Perspectives: Dozois and Bryson

Recently on Facebook, Gardner Dozois quotes from At Home, by Bill Bryson (author of A Short History of Nearly Everything), on the closing years of the 19th century:

“From the perspective of domesticity, there has never been a more interesting or eventful time. Private life was completely transformed in the nineteenth century — socially, intellectually, technologically, hygienically, sartorially, sexually, and in almost any other respect that could be made into an adverb. Mr. Marsham was born (in 1822) into a world that was still essentially medieval — a place of candlelight, medicinal leeches, travel at walking pace, news from afar that was always weeks or months old — and lived to see the introduction of one marvel after another: steamships and speeding trains, telegraphy, photography, anesthesia, indoor plumbing, gas lighting, antisepsis in medicine, refrigeration, telephones, electric lights, recorded music, cars and planes, skyscrapers, motion pictures, radio, and literally tens of thousands of tiny things more, from mass-produced bars of soap to push-along lawn mowers.”

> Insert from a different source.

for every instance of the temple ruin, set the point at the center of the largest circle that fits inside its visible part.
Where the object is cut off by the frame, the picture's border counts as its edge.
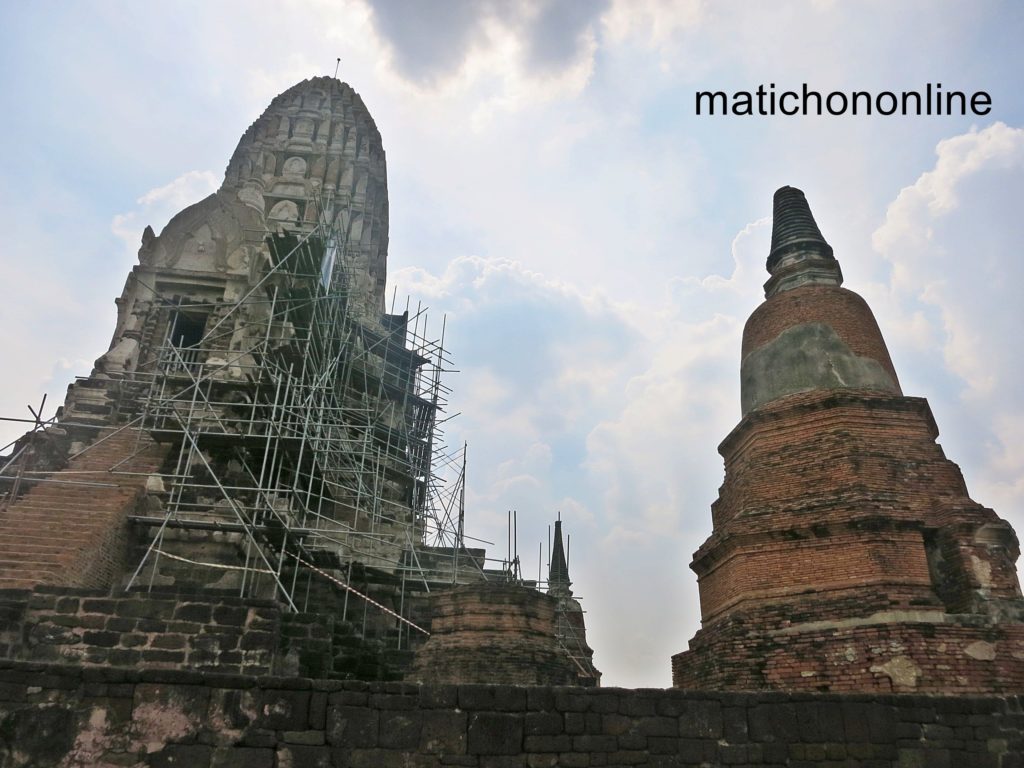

(And then Dozois comments himself:)

It’s striking that although we talk about the dizzying pace of change these days, our world is still basically the same in its fundamentals as it was a hundred years ago, changing in degree — better telephones, better planes — but not really in kind. Your grandfather (perhaps even your great-grandfather) would have known about telephones, indoor plumbing (in most places), electric lights, cars. Even the atomic bomb is over sixty years old. The internet is perhaps the biggest change — but Victorians also had the ability, never before experienced in human history, of being able to instantly communicate with people in other communities and even other countries, via the telegraph, which has been called “the Victorian internet,” and had many of the same impacts on society then as the internet has had on society today. The way you live your life today has fundamentally not changed as much from the turn of the 19th Century to today as it did from 1822 to the turn of the 19th Century.

I suspect that major, substantial changes are ahead in the later part of the 21st Century. Some of them we won’t like (catastrophic climate change), some will be marvels beyond our current comprehension. Whatever marvels there may be, though, I’ll willing to bet that we’ll take them for granted and maybe even be bored by them before another couple of decades go by.